I have been following and keeping track of the Middle East conflict for many, many years. But it was only about two and a half years ago that I actually got an opportunity to visit Israel and Palestine. I spent about three weeks traveling around Jerusalem, Bethlehem, Hebron, Ramallah and Tel Aviv. What amazed me was that even in this not- so-long stay, the mindset of the two peoples was so clearly apparent. It hit you in the face.
The Palestinians, in Israel or the occupied territories, were, by and large, angry, sullen and, so often, quietly ironic. Even their celebrations had an inexplicable quality of sadness. I remember telling an Indian friend of mine that, while I saw a struggle to find purpose and a sense of getting on with the world on the faces of the young Palestinian women, on the faces of the young men I only saw a willingness to die. It shook me. The struggle and the hopelessness. On the other side I saw young Israelis in restaurants. In shopping malls. It seemed they just lived for the moment. There was a sense of urgency, so often underlined by that quick glance over the shoulder to reassure themselves. And their celebrations so often had the tinge of assertion, of their right to be where they were: a kind of back-to-the-wall justification. So many of them immigrants, or the sons and daughters of immigrants. And rarely, very rarely, did I see a Palestinian in their midst. I saw young Israeli soldiers at checkpoints who looked at the ‘other’ but did not actually see. The meeting was curt, and dismissive. No eye contact. Why? Was it perhaps too painful? I hope so. I believe they felt were doing a painful job but it had to be done…they had no choice. The net result? I was witnessing a frightening historical irony. I was witnessing apartheid. And, I believe, hopefully, nobody wanted it. Trapped. Everyone trapped.
Am I saying apartheid? And exercised militarily, economically and socially by the very same people who should be the most fiercely opposed to it? It was incredible but true. I wondered why no western journalist had noticed it because it was so up front and in your face. Sometimes I almost wish that I am wrong and that maybe I have jumped to a conclusion too soon. But I would like to add that if I am right, the reason would probably lie in another myth that has played a devastating role in the minds of the people of Israel. I call it their ‘superiority of pain’ principle. My security needs are superior to yours. My holocaust is superior to yours, my history of pain is superior to yours. I believe pain is pain no matter who suffers it. And then comes the biggest myth of all.
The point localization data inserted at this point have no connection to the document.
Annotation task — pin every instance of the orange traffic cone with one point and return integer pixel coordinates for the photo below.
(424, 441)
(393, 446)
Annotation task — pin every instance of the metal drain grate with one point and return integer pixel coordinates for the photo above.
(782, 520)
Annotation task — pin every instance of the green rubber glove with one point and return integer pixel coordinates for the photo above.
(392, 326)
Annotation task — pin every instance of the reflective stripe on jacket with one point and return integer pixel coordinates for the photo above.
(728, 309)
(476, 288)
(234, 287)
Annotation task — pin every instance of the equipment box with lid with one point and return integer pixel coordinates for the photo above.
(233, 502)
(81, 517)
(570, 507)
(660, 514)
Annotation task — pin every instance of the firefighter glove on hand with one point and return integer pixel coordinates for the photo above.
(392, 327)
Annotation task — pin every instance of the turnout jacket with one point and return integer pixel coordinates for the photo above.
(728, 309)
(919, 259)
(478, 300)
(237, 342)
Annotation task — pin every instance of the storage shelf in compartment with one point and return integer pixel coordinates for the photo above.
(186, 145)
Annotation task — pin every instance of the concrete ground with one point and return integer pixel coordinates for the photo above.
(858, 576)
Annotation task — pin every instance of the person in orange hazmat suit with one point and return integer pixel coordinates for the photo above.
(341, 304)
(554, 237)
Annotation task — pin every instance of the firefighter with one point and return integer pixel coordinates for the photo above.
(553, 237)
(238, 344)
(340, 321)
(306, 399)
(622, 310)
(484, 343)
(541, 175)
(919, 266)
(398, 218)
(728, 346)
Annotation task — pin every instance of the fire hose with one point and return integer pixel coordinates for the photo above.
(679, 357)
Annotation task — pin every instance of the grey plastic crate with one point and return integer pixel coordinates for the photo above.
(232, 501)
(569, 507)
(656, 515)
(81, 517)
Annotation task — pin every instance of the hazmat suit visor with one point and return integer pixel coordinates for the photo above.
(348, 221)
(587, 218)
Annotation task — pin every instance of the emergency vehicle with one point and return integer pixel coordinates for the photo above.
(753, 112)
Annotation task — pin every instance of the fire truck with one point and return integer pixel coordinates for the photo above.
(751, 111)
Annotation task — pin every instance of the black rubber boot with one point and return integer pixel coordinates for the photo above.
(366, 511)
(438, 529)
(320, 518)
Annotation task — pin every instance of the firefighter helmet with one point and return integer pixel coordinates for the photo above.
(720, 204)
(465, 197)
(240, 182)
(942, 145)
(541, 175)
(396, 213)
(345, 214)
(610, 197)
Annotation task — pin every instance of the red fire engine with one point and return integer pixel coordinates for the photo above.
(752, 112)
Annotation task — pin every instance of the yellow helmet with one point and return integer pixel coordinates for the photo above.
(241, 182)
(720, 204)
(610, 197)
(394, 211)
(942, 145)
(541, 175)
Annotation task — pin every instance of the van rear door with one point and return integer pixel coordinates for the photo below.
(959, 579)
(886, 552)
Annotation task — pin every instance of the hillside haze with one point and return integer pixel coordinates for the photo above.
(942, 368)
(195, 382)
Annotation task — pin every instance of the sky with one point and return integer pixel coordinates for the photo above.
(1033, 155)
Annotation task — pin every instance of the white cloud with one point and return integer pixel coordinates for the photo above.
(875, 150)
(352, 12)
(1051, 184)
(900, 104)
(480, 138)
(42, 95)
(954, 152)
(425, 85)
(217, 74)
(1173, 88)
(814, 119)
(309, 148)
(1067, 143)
The belief among so many Israelis that ‘this land is mine, God gave this land to me’. What about the Gods of the Palestinian Christians and Moslems? Eighty per cent of today’s Israelis are the sons and daughter of immigrants who came after the horrors of the Second World War. And, amongst them, a very large percentage of immigrants who arrived even after 1980. And they know that they have taken over land at the cost of hundreds of thousands of Palestinians. For them this myth is critical. Do they also know that it is unbelievably arrogant?
Advice to the Israeli people:
You have one powerful country that you see as your only friend. And, deep down you also know it is your friend so long as you serve its purpose. And, you have served its purpose. That is why it has served yours. Quid pro quo. But, quid pro quo for how long? Till the end of time? Quid pro quos don’t last till the end of time, only till better and more profitable deals are struck. Think about this.
I also know that in this interim period of quid pro quo, you have built up an impressive arsenal. Whether the International Atomic Energy Agency manages to reach you or not, I know you have wonderful weapons that can do wonderful things for your security. Your nuclear plant and scientists at Dimona have guaranteed that. But, the bottom line is, that you still have to deal with the Palestinian people. And, deep down you also know what you have done to them and to their lands.
I am also aware of your traumatic history with Christendom and therefore your needs for self-protection. But I would like to ask you a question. When you say ‘Never Again’ what exactly do you mean? Never again for the Jewish people or never again for all people? If it is the former, it has the distinct possibility of reducing itself into terrifying self-righteousness. If it is the latter, you will reach poetry. And, in poetry is the answer to your problems: the long-term solution. End of advice.